SAS Magazine Saturday, July 5, 2008 Your online source for social anxiety stories, news, and whatever else we feel like putting on here.

Young Heart

As days drifted endlessly into weeks, weeks into months, months into years, and so on. I couldn't help but reminisce on things I endured a fondness and loss for. Things once here and now no longer. Like my first school boy crush in elementary class. Her name was Alicia, yes, I believe that was her name. We sat together for a whole grade. She had long brown hair that resembled the glossy brown of her writing desk. I sat to the left of her. And in a boyish devious way, full of innocence, I would steal glimpses of her attraction. My eyes would admire the way her shoes would tap-tap-tap when in deep thought on a problem, or just day dreaming, as students are prone of doing. I would watch the way she scribbled with her pencil with her soft pale hands, and letting them rest flaccid afterwards when a sentence or problem was completed. Often she would turn to me and ask to borrow a sheet of writing paper, and in my calf love, I would give her a small stack. Praying in return for some type of affection. But like that writing paper, I was also discarded, along with my hopeless romanticism.
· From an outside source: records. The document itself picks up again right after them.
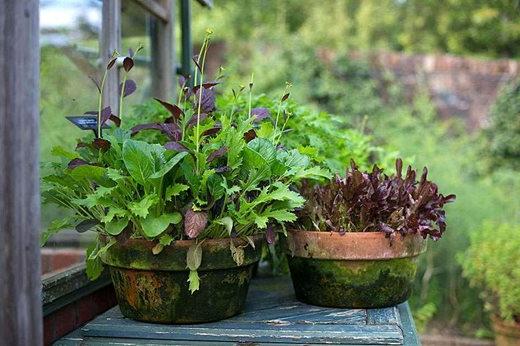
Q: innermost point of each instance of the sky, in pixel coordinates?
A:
(59, 14)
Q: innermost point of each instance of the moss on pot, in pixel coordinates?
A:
(353, 283)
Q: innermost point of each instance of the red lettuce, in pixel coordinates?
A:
(375, 202)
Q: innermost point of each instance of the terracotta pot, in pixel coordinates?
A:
(354, 270)
(506, 333)
(154, 288)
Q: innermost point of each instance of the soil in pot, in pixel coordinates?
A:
(354, 270)
(506, 333)
(154, 288)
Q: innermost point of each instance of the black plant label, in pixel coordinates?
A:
(86, 122)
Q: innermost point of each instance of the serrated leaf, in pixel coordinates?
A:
(116, 226)
(89, 172)
(165, 239)
(55, 227)
(102, 250)
(174, 190)
(86, 225)
(315, 173)
(227, 222)
(281, 215)
(194, 281)
(94, 267)
(142, 207)
(194, 223)
(261, 221)
(62, 152)
(194, 257)
(113, 212)
(157, 249)
(168, 165)
(155, 225)
(138, 160)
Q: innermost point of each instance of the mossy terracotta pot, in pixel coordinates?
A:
(506, 333)
(353, 270)
(154, 288)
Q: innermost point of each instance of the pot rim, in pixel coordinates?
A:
(353, 245)
(186, 243)
(136, 254)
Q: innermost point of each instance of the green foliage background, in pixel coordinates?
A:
(279, 41)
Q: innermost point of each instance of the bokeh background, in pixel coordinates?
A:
(435, 82)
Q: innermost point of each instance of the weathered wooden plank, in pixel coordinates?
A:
(380, 316)
(20, 311)
(163, 53)
(110, 40)
(272, 315)
(155, 9)
(410, 337)
(249, 332)
(69, 286)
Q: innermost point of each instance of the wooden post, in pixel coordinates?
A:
(163, 53)
(20, 272)
(110, 40)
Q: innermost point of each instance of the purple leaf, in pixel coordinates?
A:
(173, 109)
(213, 131)
(217, 153)
(172, 130)
(76, 163)
(128, 63)
(195, 58)
(101, 144)
(260, 113)
(375, 202)
(150, 126)
(193, 119)
(270, 235)
(130, 87)
(105, 114)
(96, 83)
(250, 135)
(206, 85)
(116, 120)
(111, 63)
(222, 169)
(175, 146)
(182, 81)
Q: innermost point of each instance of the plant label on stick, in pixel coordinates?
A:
(86, 122)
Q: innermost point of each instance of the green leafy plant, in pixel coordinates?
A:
(492, 264)
(196, 172)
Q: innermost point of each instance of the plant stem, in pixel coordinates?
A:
(123, 84)
(203, 51)
(100, 103)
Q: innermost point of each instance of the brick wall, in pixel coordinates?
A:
(459, 86)
(57, 259)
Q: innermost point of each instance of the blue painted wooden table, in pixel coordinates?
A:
(272, 316)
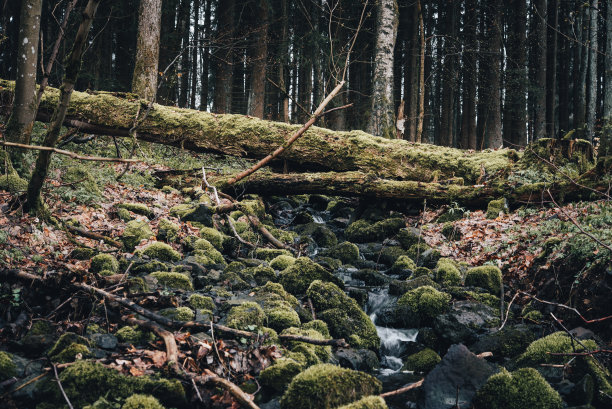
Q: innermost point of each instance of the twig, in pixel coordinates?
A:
(67, 153)
(61, 387)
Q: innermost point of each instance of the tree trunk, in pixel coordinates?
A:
(19, 126)
(257, 92)
(73, 65)
(592, 73)
(144, 81)
(224, 58)
(382, 121)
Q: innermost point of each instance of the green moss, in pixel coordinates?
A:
(426, 301)
(328, 386)
(423, 361)
(161, 251)
(361, 231)
(346, 252)
(447, 272)
(521, 389)
(167, 231)
(246, 314)
(403, 262)
(279, 375)
(104, 262)
(215, 237)
(171, 280)
(297, 277)
(138, 208)
(138, 401)
(135, 231)
(282, 261)
(179, 313)
(369, 402)
(343, 316)
(8, 369)
(495, 207)
(198, 301)
(487, 277)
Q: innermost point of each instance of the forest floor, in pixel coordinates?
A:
(549, 253)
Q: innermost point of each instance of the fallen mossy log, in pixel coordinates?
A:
(318, 149)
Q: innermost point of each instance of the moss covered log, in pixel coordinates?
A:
(240, 135)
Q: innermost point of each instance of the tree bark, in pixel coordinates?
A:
(19, 126)
(382, 121)
(144, 81)
(73, 65)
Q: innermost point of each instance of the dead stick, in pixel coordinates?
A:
(290, 141)
(67, 153)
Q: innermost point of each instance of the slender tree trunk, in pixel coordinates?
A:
(551, 67)
(592, 73)
(382, 121)
(225, 60)
(260, 55)
(144, 80)
(73, 65)
(19, 126)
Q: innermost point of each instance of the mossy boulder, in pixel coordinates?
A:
(214, 236)
(524, 388)
(172, 280)
(447, 273)
(245, 315)
(328, 386)
(161, 251)
(85, 382)
(343, 316)
(422, 361)
(362, 231)
(426, 301)
(281, 262)
(193, 212)
(369, 402)
(102, 262)
(138, 401)
(297, 277)
(346, 252)
(167, 231)
(279, 375)
(487, 277)
(8, 369)
(198, 301)
(138, 208)
(495, 207)
(135, 231)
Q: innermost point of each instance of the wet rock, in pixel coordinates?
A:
(357, 359)
(460, 375)
(464, 321)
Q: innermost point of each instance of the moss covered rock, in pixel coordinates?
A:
(297, 277)
(102, 262)
(328, 386)
(246, 315)
(175, 281)
(8, 369)
(422, 361)
(426, 301)
(447, 273)
(487, 277)
(167, 231)
(361, 231)
(161, 251)
(138, 401)
(369, 402)
(135, 231)
(524, 388)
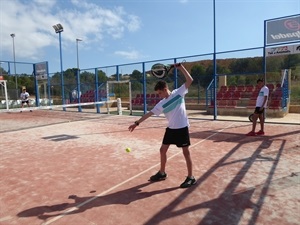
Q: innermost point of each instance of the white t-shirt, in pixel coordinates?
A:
(264, 91)
(24, 95)
(174, 108)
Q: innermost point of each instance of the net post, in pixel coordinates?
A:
(5, 92)
(130, 99)
(119, 106)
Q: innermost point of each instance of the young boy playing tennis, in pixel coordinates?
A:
(261, 104)
(24, 98)
(177, 132)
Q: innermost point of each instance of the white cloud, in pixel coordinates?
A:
(32, 23)
(132, 55)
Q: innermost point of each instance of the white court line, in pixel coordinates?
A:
(124, 182)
It was not that she chose to throw my love away, it was that I was terribly afraid of another person being able to see me so transparently. I always remained a safe distance from love while still being able to torture myself with its emotion. And I kept this pattern of loving or non-loving all through my growing ages. A fear, a fear of love. A fear of commitment. A fear of sex. A fear of knowing and not knowing. A fear of rejection. A fear of blind unfoldings.
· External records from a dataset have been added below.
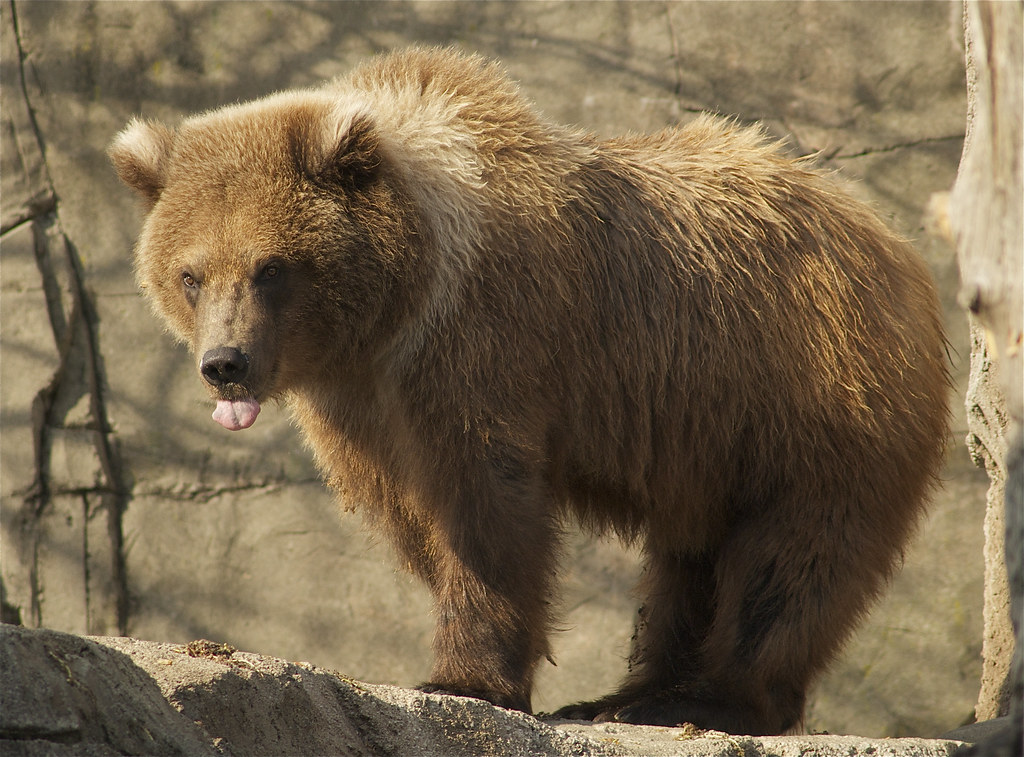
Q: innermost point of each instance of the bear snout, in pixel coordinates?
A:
(223, 366)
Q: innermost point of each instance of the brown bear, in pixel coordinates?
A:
(488, 325)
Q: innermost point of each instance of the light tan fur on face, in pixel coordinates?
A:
(488, 325)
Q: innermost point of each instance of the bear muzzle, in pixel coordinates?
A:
(222, 367)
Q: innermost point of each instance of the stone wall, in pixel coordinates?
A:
(125, 510)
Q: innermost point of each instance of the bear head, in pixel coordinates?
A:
(274, 240)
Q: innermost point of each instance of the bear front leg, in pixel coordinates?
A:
(495, 552)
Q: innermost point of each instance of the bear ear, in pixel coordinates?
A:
(339, 149)
(140, 154)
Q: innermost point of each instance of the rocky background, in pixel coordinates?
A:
(127, 511)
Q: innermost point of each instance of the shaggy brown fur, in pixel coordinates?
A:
(486, 324)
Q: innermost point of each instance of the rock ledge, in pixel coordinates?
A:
(64, 695)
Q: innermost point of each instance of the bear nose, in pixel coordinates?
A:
(223, 366)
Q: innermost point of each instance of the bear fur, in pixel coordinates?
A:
(488, 326)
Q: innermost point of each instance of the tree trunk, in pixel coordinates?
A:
(985, 218)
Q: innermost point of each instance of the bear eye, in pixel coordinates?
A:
(270, 270)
Now I am here twenty-five years of age and alone. Solitude is quite habitual to me. I no longer know how to act in a socially pleasing way to others without feeling like another soul. I spend most my days either blind drunk or sickly hung over. I've smoked copious amounts of cigarettes, and I often think about death. Not in a suicidal manner, but I doubt I could explain it in a more subtle way, so as to convince you that the noose is not already around my neck, right now.